Hay poca nieve en el Puerto de Ancares. Lo veo allí, muy al fondo, tanto que parece lejanísimo. Y sin embargo podría alcanzarlo solo con estirar la mano. Tengo el mundo entero al alcance de mi mano. Lo único que necesito es una carretera fría y solitaria como esta.
Me mantengo ausente, aislado del mundo que me rodea hasta el Puerto del Manzanal. Aquí el mundo se abre y se hace enorme. León se desparrama a mis pies como preámbulo de la Castilla ampulosa de terruño marrón y horizontes lejanos. Cómo envidio a los castellanos. Ellos pueden levantarse cada mañana y ser conscientes de la enormidad de la Tierra, comprobar en cada amanecer que el mundo es un lugar gigantesco. Un horizonte enorme los rodea y les recuerda cada día la pequeñez del ser humano. Creo sinceramente que los que vivimos entre montañas tenemos la visión constreñida a fuerza de mirar cada día la ladera de enfrente. Nos falta visión global, visión de conjunto. Pero en la llanura de Castilla eso no pasa. Tienes un horizonte grande como referencia vital y trescientos sesenta grados de elección. Si un día, por la noche, descubres que necesitas saber lo que hay detrás del horizonte, por la mañana gozarás de la certeza de que más allá hay otro horizonte igual de enorme. Y quizá otro más. Y otro.

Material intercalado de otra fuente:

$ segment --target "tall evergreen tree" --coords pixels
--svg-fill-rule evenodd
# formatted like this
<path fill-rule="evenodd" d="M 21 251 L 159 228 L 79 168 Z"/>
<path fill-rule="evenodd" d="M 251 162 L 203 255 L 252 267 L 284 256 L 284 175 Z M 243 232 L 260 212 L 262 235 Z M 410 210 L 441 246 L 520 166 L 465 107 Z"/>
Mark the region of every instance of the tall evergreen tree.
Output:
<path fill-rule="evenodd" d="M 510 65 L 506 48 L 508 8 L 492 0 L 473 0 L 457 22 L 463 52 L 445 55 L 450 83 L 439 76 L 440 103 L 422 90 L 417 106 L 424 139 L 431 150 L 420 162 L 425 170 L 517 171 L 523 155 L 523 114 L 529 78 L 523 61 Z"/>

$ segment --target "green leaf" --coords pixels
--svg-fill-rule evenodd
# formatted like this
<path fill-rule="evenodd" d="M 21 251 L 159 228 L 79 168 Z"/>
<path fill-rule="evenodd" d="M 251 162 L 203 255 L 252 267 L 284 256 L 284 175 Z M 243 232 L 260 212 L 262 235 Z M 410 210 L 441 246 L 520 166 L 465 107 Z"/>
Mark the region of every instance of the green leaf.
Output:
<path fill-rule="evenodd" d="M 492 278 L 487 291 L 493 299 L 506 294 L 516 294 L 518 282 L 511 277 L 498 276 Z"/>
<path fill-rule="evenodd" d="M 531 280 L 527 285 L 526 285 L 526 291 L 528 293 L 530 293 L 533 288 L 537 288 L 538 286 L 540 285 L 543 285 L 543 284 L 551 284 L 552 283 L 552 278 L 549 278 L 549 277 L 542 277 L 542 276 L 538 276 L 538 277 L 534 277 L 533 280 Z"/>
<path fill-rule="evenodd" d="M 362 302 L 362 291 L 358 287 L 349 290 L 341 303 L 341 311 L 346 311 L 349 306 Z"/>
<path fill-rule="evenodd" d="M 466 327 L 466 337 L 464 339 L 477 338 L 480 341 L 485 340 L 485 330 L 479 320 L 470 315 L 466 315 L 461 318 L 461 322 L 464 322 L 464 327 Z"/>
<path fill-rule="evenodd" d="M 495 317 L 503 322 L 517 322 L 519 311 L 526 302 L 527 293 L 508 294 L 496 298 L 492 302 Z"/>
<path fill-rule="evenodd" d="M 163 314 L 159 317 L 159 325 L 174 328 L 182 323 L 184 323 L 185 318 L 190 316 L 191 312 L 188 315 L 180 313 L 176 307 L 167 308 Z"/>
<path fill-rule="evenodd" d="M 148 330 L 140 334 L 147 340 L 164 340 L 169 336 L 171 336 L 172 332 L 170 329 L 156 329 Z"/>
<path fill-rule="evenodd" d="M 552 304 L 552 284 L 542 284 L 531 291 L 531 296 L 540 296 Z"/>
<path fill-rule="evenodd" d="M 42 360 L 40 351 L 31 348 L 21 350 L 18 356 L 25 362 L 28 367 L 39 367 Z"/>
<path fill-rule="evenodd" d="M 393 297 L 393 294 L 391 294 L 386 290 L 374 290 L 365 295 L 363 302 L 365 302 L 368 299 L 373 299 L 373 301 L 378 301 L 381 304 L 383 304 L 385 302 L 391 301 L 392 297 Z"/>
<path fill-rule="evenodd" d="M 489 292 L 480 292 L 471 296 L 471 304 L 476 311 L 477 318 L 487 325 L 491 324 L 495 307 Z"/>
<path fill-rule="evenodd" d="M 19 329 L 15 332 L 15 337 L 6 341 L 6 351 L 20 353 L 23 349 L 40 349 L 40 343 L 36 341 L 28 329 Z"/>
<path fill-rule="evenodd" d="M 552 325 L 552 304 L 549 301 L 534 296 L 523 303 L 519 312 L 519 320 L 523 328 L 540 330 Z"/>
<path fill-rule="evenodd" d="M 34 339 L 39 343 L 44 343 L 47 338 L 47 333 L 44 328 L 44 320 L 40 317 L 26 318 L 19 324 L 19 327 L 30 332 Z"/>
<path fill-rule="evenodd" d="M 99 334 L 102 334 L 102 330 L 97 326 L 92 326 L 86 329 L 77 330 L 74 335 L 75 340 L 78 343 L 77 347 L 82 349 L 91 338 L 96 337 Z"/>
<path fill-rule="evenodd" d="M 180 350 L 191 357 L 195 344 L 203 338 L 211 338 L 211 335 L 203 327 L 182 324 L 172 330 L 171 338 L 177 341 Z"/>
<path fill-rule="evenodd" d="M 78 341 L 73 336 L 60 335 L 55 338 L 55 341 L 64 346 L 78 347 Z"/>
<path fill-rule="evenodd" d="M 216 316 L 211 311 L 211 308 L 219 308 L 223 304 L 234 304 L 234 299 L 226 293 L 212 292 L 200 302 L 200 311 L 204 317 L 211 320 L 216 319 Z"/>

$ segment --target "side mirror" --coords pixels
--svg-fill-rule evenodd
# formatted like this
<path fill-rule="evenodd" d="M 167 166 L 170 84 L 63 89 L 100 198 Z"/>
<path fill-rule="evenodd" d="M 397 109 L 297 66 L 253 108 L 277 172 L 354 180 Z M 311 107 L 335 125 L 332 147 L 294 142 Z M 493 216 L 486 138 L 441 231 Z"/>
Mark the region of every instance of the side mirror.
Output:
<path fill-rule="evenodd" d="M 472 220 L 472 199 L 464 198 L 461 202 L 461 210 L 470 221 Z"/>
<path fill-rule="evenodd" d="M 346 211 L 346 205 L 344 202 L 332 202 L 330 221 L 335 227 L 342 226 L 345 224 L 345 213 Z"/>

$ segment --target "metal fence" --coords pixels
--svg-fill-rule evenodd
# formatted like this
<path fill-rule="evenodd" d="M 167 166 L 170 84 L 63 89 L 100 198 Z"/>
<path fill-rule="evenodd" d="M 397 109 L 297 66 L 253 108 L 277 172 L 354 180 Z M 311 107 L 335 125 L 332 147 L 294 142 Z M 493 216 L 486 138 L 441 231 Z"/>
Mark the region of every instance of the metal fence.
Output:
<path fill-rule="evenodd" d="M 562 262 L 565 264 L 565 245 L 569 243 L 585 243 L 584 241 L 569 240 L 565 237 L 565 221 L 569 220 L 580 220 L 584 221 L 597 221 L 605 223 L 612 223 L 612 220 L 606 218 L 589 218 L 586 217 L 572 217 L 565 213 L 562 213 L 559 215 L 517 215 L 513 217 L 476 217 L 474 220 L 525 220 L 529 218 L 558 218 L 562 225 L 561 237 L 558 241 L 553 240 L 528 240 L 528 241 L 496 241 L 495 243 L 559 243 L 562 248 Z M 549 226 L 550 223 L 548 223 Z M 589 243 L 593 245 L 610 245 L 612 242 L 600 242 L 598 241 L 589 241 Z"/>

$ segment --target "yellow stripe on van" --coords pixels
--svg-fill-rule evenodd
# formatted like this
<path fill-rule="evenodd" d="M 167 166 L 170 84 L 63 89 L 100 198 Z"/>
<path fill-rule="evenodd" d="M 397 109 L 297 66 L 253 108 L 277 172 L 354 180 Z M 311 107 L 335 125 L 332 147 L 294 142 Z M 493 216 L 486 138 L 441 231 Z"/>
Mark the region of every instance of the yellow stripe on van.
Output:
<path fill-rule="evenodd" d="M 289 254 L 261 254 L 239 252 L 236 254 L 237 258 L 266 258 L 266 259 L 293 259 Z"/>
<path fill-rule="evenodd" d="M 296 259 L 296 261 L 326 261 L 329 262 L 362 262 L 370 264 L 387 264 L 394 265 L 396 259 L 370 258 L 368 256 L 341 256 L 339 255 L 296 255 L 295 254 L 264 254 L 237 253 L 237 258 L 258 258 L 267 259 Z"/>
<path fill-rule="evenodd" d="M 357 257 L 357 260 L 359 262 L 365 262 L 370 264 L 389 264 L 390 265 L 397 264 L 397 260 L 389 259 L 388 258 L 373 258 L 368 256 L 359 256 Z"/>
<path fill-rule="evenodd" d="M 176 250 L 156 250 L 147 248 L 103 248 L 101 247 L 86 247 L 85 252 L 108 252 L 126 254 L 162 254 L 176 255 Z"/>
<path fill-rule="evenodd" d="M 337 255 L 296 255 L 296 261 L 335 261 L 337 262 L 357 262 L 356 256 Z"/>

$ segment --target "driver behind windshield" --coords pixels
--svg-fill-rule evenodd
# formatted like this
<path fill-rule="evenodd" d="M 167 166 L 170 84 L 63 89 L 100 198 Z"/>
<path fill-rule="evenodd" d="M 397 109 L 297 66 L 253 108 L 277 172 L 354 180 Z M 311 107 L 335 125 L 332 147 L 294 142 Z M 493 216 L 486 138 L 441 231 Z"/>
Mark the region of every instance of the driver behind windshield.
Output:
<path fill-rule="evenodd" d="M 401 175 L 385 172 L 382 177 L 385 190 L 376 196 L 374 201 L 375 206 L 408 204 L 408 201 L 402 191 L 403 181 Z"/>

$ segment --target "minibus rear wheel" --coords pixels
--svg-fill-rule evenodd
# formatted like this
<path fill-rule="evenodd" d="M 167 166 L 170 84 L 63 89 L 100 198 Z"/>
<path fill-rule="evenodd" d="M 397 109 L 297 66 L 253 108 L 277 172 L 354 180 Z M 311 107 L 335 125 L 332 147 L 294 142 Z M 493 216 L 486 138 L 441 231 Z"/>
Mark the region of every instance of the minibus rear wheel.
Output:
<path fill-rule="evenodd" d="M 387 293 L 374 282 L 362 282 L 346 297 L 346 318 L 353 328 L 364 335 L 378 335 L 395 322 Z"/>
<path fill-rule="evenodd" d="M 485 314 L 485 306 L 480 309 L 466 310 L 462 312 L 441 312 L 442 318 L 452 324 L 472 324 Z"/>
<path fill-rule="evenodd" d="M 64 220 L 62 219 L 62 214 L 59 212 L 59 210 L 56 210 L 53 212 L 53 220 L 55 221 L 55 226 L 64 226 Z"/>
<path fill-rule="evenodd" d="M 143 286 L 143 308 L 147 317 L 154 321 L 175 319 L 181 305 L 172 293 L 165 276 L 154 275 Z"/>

Y tantos que sabrás que en el horizonte está tu mismo origen y que, cuando los completes todos, llegarás al punto de partida donde, por fuerza, volverás a encontrarte contigo mismo.
En estas cuestiones horizontales voy pensando al rebasar el azul de La Bañeza y el blanco de Benavente.
Todo está tal y como lo dejé la última vez que pasé por aquí. El desguace de maquinaria pesada sigue lleno de máquinas herrumbrosas y su poderosa presencia me sigue atrayendo como un imán. Me resisto pero sé que un día tendré que parar y pasearme entre estas moles oxidadas. Han cerrado, hace años, el puticlub de la Nacional VI, aquel que decían, era el más grande de Europa. El edificio está en venta. Se ve que todos los placeres tienen un límite de tiempo. O que los placeres cambian con el tiempo.
Me asalta un subidón de adrenalina de tanto mirar el horizonte y grito dentro del casco hasta quedar afónico. En un par de horizontes llegaré a Motauros, volveré a la realidad cotidiana al posar el pié en tierra y bajarme de la moto. Mientras tanto, seguiré gritándole al horizonte de Castilla.
Para Martín Varela, que me pidió que escribiera algo.
Recuerdo esas reflexiones… «en grandas mi horizonte tiene 4 kilometros. Es llegar a la Bañeza, donde el horizonte se estiende kilometros y kilometros y… siento eso dentro de mi….» gran noche de motauros, excelente crónica
Muy buen relato, bien escrito y entretenido, y como yo sabes que te aprecio, te voy a decir algo: veo que desde las montañas en las que vives, añoras los horizontes castellanos, piensa que estos de poco sirven (los horizontes), ya que cuando los recorres, en su extremo mas alejado, y al final del camino, llegas a las montañas, y ahí es dónde empieza todo, fatín.